論文のテーマとして扱うならばある程度重要な問題(「重要」の定義がかなり曖昧なのですが・・・)である必要があるというのが教授の方針なのでコスト面から重要な問題であるという証明をしたいと考えていたのですがコスト面に関してはそこまで重視されていなさそうですね。
毎回ご丁寧な回答ありがとうございます、回答者様のご教示を参考にこれから現場の方にお話をお伺いしてきたいと思います!
No.2
- 回答日時:
プラントの簡単な経済試算は次のようにしてやります。
1.目的の設備の能力を定める。
2.その設備の建設費を算定する。ただし、土地の取得費などは考えない。これらは最後に本社経費として製品原価に一定比率を加算する。
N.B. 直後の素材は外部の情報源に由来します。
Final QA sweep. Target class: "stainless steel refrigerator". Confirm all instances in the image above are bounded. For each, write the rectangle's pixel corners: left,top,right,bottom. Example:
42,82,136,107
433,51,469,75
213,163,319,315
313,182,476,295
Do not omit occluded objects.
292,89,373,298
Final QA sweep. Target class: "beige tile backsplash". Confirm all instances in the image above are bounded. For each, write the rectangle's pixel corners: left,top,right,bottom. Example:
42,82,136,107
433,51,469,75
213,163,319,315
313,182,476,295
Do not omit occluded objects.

3.このプラントを運転するために必要なユーティリティー(電気、蒸気、水、燃料など)の量を算出する。
4.ユーティリティーの単価を調べる。ただし、これらの単価は引き渡し条件とか購入量によって大幅に変わるので、この費用が全体に占める割合が大きいときは注意が必要。
4.プラントを運転するために必要な人員を算出する。(間接部門の人員は考えなくて良い。)
以上から年間必要費用を算出する。
年間費用(ランニングコスト)=設備の減価償却費+ユーティリティー費+労務費+保守費用
ここで、設備の減価償却年数はプラントの種類毎に税法で定められているのでそれに従うべきだが、一般に7~10年の定額償却と考えてよいでしょう。
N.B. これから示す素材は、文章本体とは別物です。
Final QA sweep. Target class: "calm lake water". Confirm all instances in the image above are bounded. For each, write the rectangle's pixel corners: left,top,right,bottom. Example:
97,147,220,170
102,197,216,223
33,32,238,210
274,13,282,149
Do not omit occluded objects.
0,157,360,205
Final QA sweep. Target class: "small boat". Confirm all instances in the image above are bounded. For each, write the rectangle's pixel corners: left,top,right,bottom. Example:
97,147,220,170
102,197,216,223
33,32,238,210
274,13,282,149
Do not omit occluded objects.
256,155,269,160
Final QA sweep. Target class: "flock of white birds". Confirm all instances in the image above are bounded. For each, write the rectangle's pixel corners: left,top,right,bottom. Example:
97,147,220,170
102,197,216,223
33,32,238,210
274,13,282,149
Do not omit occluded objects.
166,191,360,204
積み上げで算定が難しい項目、たとえば保守費用は経験的に全体の%で見込む。これらの%は文献の試算例から推測する事が多い。
参考文献として「化学プラント便覧」、「化学装置便覧」があります。これを見れば原価計算などの専門的知識が無くとも大体のことは分かると思います。ただ、どこへ行けば見られるかが問題ですが。
ご回答ありがとうございます。
なるほど必要な人員の算出は最後に行われるんですね!経済試算に関しまして重要度の高い項目から決定されているように感じるのですがやはり化学プラントにおいては人件費はあまり重要視されていないのでしょうか?
紹介していただいた本も早速図書館で探してみたいと思います!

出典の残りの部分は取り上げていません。